1

I want a regular expression which catches every time +other appears as well as everything until the next comma.

With

(word),+(other)(word),(code),(word),(other)(code),(example)
(code),+(other),+(other)(code)(word)(example),(example),+(example)
+(code),(other)(code)(word),(code),(word)

I want to return

+(other)(word)
+(other)
+(other)(code)(word)(example)

My command that I would use looks something like egrep -o '\+\(other).*,. The only problem is that the comma in this regex isn't necessarily the next comma. Right now the command returns

+(other)(word),(code),(word),(other)(code),
+(other),+(other)(code)(word)(example),(example),
Benjamin W.
  • 46,058
  • 19
  • 106
  • 116
Sam
  • 1,765
  • 11
  • 82
  • 176

2 Answers2

1

You consume any 0+ chars as many as possible up to the last (and including) , with .*,.

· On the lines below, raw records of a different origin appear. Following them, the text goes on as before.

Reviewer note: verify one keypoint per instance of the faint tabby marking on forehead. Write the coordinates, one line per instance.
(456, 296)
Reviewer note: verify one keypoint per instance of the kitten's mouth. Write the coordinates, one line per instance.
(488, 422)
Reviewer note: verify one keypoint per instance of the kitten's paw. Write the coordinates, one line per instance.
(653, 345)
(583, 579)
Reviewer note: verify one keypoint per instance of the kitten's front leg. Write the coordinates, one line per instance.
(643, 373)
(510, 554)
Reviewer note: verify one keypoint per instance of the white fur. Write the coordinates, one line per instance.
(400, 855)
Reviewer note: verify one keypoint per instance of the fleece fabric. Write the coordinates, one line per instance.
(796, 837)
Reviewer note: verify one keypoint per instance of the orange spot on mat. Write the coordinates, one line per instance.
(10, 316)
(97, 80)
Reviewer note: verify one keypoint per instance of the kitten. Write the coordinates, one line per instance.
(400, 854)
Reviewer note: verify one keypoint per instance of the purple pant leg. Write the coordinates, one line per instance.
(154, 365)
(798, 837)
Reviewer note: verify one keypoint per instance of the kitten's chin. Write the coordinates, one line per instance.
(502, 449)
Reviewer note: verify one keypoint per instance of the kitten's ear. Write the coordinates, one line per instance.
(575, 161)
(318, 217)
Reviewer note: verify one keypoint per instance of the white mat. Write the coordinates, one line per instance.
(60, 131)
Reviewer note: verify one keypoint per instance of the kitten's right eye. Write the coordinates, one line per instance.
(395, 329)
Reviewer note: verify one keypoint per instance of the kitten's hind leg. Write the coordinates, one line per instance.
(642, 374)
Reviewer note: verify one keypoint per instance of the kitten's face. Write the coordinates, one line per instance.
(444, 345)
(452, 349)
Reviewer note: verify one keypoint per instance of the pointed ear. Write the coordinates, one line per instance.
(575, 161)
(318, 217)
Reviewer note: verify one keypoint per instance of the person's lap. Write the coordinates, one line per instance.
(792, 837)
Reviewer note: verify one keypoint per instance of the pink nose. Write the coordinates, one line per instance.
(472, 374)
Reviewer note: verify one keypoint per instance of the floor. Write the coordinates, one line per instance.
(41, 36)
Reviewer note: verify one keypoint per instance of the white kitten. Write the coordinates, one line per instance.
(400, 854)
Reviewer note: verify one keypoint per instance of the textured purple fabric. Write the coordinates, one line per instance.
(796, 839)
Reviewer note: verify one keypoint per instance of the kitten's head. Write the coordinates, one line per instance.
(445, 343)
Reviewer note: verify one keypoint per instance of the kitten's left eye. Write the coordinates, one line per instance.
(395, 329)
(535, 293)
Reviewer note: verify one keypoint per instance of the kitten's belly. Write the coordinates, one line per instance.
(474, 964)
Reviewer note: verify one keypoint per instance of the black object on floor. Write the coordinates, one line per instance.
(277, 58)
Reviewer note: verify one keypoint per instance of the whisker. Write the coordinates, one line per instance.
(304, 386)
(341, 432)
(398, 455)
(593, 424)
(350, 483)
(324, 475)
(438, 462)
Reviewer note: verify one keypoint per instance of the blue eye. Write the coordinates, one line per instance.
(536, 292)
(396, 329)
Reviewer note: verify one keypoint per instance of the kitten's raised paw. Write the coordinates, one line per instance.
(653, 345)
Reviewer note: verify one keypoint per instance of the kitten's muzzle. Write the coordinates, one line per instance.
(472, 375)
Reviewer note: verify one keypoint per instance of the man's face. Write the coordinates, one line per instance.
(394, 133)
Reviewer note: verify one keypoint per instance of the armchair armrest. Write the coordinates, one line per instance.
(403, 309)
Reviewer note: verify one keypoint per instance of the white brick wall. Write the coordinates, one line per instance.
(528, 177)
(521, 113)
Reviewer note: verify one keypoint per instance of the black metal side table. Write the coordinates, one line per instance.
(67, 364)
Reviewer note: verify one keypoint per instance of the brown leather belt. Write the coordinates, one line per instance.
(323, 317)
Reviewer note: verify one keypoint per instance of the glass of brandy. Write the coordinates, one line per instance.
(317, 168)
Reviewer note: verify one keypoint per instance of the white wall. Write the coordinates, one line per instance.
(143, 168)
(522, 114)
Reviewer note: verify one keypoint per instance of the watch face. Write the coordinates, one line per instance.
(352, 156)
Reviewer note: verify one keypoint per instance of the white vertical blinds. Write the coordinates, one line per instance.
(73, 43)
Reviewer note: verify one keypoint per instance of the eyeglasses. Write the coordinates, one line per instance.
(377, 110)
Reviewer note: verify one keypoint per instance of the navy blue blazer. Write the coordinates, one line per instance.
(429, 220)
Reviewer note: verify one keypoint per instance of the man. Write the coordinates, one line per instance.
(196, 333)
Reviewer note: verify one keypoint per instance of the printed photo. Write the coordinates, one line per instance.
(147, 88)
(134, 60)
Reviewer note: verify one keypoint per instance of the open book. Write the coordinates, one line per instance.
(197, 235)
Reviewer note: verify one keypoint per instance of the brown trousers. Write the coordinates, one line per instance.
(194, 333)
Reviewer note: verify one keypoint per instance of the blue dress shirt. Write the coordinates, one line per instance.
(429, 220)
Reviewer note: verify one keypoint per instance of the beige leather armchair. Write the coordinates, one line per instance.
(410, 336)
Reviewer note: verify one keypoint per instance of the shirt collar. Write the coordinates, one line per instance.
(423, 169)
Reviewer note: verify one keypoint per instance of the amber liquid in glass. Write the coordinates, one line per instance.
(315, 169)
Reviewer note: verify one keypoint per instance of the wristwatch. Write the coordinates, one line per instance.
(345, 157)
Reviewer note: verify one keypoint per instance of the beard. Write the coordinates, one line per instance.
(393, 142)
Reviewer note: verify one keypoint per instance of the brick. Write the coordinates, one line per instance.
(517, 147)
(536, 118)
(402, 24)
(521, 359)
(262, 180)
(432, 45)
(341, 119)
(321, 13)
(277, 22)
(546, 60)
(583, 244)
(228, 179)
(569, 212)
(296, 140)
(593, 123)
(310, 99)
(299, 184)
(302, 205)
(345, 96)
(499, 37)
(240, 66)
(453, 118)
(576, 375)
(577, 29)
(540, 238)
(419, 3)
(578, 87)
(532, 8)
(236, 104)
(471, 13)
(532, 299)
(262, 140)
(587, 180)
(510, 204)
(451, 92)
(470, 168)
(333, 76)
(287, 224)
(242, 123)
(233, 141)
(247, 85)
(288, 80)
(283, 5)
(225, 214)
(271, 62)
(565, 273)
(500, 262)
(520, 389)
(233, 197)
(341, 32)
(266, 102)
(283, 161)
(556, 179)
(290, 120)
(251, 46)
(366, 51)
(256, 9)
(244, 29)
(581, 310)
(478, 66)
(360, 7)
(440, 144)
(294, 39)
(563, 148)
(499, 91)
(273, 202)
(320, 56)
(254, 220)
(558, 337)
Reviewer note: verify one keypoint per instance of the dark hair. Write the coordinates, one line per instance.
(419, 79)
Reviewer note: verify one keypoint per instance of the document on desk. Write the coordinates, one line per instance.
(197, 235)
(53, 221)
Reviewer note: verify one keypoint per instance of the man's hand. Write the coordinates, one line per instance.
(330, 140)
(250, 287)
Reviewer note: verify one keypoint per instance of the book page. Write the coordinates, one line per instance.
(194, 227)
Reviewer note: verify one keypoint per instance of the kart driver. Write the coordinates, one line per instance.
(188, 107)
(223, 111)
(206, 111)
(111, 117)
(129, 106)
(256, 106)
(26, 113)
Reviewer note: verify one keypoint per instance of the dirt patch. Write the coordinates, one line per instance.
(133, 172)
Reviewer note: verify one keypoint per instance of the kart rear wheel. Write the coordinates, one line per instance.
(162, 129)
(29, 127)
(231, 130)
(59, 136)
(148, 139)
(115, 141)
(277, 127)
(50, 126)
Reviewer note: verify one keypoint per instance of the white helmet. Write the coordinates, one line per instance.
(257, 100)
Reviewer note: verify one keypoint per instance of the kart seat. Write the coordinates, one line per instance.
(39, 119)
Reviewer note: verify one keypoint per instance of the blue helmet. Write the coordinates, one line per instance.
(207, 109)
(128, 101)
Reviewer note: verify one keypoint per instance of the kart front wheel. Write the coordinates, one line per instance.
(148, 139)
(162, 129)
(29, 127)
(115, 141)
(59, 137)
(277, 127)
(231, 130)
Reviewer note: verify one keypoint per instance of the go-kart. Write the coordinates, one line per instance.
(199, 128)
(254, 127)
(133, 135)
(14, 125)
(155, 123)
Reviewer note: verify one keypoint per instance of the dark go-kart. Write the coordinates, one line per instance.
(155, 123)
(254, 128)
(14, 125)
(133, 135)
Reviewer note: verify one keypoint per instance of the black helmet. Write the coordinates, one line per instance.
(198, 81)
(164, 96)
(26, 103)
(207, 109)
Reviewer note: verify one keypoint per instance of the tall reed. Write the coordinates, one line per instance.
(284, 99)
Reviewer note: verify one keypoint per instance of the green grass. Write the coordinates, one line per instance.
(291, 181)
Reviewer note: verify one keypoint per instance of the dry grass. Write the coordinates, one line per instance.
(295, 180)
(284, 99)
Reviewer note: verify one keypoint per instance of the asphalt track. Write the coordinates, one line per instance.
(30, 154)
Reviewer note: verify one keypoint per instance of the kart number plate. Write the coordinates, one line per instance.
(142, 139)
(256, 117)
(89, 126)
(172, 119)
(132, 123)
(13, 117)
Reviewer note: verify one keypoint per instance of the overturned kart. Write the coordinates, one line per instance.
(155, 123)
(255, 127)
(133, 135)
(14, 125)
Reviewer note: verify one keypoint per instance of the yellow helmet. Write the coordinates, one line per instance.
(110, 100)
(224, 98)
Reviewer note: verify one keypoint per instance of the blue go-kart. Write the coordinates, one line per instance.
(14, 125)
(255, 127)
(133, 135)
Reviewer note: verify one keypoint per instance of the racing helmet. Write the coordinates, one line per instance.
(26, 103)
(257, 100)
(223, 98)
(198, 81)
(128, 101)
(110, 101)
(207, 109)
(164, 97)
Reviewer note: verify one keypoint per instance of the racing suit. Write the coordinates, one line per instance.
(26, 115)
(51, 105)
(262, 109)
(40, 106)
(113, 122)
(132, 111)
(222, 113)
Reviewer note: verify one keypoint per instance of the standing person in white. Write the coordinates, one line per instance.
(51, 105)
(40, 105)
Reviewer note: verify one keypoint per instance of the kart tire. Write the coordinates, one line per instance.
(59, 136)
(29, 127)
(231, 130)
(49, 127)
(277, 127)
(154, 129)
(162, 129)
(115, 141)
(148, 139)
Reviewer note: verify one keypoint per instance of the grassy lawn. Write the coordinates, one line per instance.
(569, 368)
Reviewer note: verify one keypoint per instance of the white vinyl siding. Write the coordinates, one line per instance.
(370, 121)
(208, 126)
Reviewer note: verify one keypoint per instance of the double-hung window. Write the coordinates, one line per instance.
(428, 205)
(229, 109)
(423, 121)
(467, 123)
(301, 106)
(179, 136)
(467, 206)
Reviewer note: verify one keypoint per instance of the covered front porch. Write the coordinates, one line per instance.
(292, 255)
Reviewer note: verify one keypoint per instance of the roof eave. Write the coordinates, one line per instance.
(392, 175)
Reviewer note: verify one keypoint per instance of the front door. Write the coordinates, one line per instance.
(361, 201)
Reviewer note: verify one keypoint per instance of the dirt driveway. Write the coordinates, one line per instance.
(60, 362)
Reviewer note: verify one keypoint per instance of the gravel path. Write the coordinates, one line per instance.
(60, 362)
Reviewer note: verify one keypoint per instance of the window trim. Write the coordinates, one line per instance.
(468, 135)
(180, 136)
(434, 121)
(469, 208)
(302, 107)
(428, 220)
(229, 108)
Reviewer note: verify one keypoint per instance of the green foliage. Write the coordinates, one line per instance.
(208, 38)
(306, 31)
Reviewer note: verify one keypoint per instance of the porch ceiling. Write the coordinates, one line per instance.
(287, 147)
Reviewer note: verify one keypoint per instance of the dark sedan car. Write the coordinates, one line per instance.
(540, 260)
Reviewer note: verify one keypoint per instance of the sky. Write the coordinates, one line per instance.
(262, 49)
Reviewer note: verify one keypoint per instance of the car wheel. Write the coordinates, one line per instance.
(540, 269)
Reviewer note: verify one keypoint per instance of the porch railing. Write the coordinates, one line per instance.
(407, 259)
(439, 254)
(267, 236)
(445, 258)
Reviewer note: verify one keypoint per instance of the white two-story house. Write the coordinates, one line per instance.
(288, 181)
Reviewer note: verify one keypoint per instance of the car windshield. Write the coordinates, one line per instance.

To avoid matching , and only match up to the first ,, use a negated bracket expression [^,] and apply * quantifier to it:

 egrep -o '\+\(other\)[^,]*

The [^,]* pattern will match any 0+ characters other than ,.

Wiktor Stribiżew
  • 607,720
  • 39
  • 448
  • 563
  • Thanks! I have once more question that isn't in the above, if I want the letter p and a - symbol to appear after \(other\) but before the next comma how can I incorporate that. This is all I can think of right now '\+\(other\).*p.*\-.*[^,]*' but again my .* are capturing everything again – Sam Jan 02 '17 at 07:43
  • 1
    It would mean using the same "tempering" negated bracket expression: `\+\(other\)[^,]*p[^,]*-[^,]*` ([demo](https://regex101.com/r/syNSbc/1)) – Wiktor Stribiżew Jan 02 '17 at 07:44
  • What exactly is [^,]* because to me that seems like it means any amount of commas at the beginning of the line and it doesn't make sense to me in this context – Sam Jan 02 '17 at 08:00
  • 1
    As I said, it is a negated bracket expression. `^` (caret) has several meanings in regexps that depend on its position. When outside of brackets, it means the beginning of the string. When inside brackets, but not the first position, it means a literal `^`. When it is inside brackets but at the start position, it *negates* all the chars/character sets/ranges in the bracket expression. `[abc]` matches 1 char, `a`, `b` or `c`. `[^abc]` will match `^`, `&`, `*`, `z`, `1`, etc., any char other than the one defined in the bracket expression. – Wiktor Stribiżew Jan 02 '17 at 08:02
0

If your grep supports Perl compatible regular expressions (PCRE), you can use non-greedy matching:

$ grep -Po '\+\(other\).*?,' infile
+(other)(word),
+(other),
+(other)(code)(word)(example),
Benjamin W.
  • 46,058
  • 19
  • 106
  • 116